We are in the early phase of an era in which due to the growth of cloud technologies, the capacity for data storage, processing, analysis and exploitation has become a gold mine. Data has become the most valuable asset for companies and many enterprises create value with Big Data, Data Science, IoT or Machine Learning. Even though these objectives have become outstandingly popular there are still many entry barriers and challenges for companies that try to utilise cloud environments for business value creation. Data privacy and security compliances, as well as a general mistrust towards the public cloud service providers, are obstacles that are necessary to overcome to be able to leverage cloud environments securely.
In this three-part article series we will cover the question, how European enterprises can meet data security and privacy requirements, yet leverage the opportunities of public clouds and hyperscalers for big data analytics. To achieve this we will focus on data de-identification and apply data governance techniques.

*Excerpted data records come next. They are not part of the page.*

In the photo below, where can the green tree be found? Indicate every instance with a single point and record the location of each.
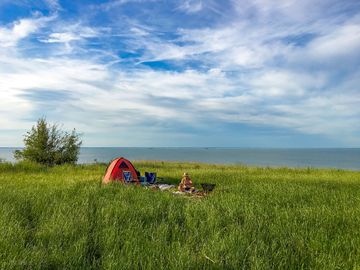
(47, 144)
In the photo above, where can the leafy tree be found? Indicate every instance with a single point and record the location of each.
(47, 144)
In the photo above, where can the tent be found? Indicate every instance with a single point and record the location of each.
(121, 169)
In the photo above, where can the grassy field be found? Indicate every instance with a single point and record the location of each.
(257, 218)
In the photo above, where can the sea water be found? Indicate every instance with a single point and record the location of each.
(341, 158)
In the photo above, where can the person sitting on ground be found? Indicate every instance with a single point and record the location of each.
(186, 184)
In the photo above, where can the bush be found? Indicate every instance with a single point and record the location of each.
(47, 144)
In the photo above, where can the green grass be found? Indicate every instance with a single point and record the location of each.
(257, 218)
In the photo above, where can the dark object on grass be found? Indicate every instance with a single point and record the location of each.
(150, 177)
(208, 187)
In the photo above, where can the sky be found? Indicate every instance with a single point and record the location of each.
(229, 73)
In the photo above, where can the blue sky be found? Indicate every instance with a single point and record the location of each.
(183, 73)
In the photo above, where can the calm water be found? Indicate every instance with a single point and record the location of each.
(341, 158)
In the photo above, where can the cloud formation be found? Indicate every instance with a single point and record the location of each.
(290, 66)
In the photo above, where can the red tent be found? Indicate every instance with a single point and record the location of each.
(120, 169)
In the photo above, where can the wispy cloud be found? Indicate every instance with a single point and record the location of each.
(291, 65)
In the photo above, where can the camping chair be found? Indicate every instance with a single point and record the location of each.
(127, 176)
(150, 177)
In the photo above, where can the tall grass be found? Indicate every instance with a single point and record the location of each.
(257, 218)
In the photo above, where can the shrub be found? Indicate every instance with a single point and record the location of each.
(47, 144)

In the first part of the article, we will cover the foundations for this challenge. Let’s find out where the problem originates, what impact it has on European enterprises and define which strategies can be applied to leverage the public cloud for big data analytics and general cloud adoption.
The second part of this article series applies the theoretical knowledge framework and presents a real life example of possible solutions. We will cover how data security and privacy can be achieved in public or private cloud environments with cloud native and open source technologies.
Finally, in the third part of the article we will present an example implementation of the open source approach. We will cover a deep dive on data de-identifications, data cataloging and de-identified information in data lakes.
Before we begin, let’s first focus on understanding the problem. Almost every company in Europe faces the same challenges regarding data security and privacy compliances when it comes to public cloud adoption. Especially for big data analytics there are conflicting goals between security and privacy compared to the utility of data for analytics [TOM19]. Therefore the following question arises:
“How can data be protected in big data cloud environments while enabling a maximum of processing functionality and minimizing performance constraints as well as utility loss?” [BON20]
As explained by Bondel et al. in [BON20], this problem originates from the general mistrust towards the public cloud service provider (abbr. CSP) and is reinforced by the introduction of data protection laws like General Data Protection Regulation (abbr. GDPR) and the Clarifying Lawful Overseas Use of Data Act (abbr. CLOUD Act). For the sake of completeness let’s recap what GDPR and the CLOUD act is and how this affects European enterprises.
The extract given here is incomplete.